It’s not uncommon to see a CEO compensated with vesting stock options. Non-monetary compensation protects a company from executives departing without notice and allows the executives to share in the upside of the company if the price of its stock increases. Providing stock as compensation is not common for college coaches. The University of Arizona could change that.
According to a Sports Illustrated report, coaches Rich Rodriguez and Sean Miller, as well as athletic director Greg Byrne, could sign extensions entitling them to stock in a U of A donor’s company. The stock only vests if they stay in their positions for the next eight years.
This provides a huge cash windfall at the end of the contract. It is also a gamble. If the company’s shares were to devalue, the compensation may be less attractive. In any case, it’s a creative way to compensate coaches outside of the typical salary structure.

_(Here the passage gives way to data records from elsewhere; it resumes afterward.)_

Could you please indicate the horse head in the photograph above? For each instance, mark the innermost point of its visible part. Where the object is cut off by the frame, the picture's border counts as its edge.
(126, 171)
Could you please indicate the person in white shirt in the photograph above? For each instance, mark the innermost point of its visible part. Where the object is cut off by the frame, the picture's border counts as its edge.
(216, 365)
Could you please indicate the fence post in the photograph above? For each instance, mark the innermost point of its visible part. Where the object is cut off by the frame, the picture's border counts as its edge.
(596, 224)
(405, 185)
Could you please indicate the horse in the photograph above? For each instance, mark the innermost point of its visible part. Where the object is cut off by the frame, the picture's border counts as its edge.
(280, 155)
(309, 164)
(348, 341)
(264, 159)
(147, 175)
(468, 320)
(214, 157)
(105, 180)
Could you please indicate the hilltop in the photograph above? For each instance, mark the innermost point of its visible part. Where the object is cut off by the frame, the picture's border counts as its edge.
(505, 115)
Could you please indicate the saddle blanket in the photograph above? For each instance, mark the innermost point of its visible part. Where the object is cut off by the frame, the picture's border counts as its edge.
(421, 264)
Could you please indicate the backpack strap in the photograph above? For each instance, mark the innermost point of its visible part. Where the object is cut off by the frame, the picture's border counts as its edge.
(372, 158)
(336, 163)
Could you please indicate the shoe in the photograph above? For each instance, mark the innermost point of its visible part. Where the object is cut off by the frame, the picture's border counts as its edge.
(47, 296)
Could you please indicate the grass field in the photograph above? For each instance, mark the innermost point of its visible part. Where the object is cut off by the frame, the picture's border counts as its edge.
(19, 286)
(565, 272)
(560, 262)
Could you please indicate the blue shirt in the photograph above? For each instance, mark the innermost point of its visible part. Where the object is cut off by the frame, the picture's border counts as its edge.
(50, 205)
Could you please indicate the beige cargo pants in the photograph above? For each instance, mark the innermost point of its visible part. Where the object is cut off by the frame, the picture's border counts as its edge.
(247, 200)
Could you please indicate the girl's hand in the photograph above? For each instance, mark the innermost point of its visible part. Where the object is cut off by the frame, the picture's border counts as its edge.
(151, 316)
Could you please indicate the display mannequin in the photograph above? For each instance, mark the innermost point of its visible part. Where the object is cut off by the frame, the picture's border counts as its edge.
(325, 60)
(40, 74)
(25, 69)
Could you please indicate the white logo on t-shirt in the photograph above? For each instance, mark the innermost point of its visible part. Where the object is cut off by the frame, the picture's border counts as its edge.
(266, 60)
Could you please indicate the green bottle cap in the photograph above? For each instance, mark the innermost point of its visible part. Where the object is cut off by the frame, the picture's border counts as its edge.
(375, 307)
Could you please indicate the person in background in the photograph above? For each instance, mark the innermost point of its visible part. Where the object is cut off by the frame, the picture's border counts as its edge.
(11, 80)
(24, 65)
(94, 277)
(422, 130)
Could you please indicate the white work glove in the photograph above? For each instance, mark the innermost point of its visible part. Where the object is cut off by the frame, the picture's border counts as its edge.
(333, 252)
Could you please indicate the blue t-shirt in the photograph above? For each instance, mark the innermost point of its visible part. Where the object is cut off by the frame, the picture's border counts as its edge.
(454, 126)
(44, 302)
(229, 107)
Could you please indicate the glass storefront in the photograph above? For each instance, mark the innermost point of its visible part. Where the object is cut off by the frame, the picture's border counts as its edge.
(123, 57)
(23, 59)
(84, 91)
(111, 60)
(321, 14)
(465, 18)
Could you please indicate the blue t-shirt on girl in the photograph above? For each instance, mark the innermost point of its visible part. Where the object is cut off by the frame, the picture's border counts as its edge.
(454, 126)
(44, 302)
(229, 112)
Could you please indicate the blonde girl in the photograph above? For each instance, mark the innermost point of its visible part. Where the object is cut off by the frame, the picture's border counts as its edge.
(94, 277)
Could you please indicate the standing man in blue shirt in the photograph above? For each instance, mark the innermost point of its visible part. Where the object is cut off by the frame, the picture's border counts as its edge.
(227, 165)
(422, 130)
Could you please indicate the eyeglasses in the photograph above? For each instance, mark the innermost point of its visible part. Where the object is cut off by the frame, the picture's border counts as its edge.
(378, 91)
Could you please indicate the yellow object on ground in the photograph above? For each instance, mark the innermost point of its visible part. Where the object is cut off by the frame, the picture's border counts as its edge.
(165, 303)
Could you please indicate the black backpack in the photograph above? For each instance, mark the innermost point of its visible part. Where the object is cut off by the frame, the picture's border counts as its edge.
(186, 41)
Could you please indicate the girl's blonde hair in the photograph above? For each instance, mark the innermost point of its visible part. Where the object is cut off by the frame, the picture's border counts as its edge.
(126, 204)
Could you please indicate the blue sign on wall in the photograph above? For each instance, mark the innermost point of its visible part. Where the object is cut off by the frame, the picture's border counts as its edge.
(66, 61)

As athletic department budgets tighten, especially at state universities, schools must think of creative ways to keep talent. Private school budgets have more leeway, but spending taxpayer money on enormous contracts for football and basketball coaches sometimes causes headaches for public institutions. If donors are willing to give up ownership in their companies, it allows an athletic department to stay within its budget and creates a situation where the coach won’t leave for greener (literally and figuratively) pastures.
There are limits to this form of compensation. Nike could never offer an Oregon football coach stock as compensation. Google or Facebook won’t be giving stock options to keep coaches at Stanford, either. Shareholders of public companies would riot before they would allow companies to dilute shareholder value. But this does open the door for private companies, such as limited partnerships and sole proprietorships, to help universities compensate and retain top coaches.
Michael Colangelo is Assistant Director at the USC Sports Business Institute.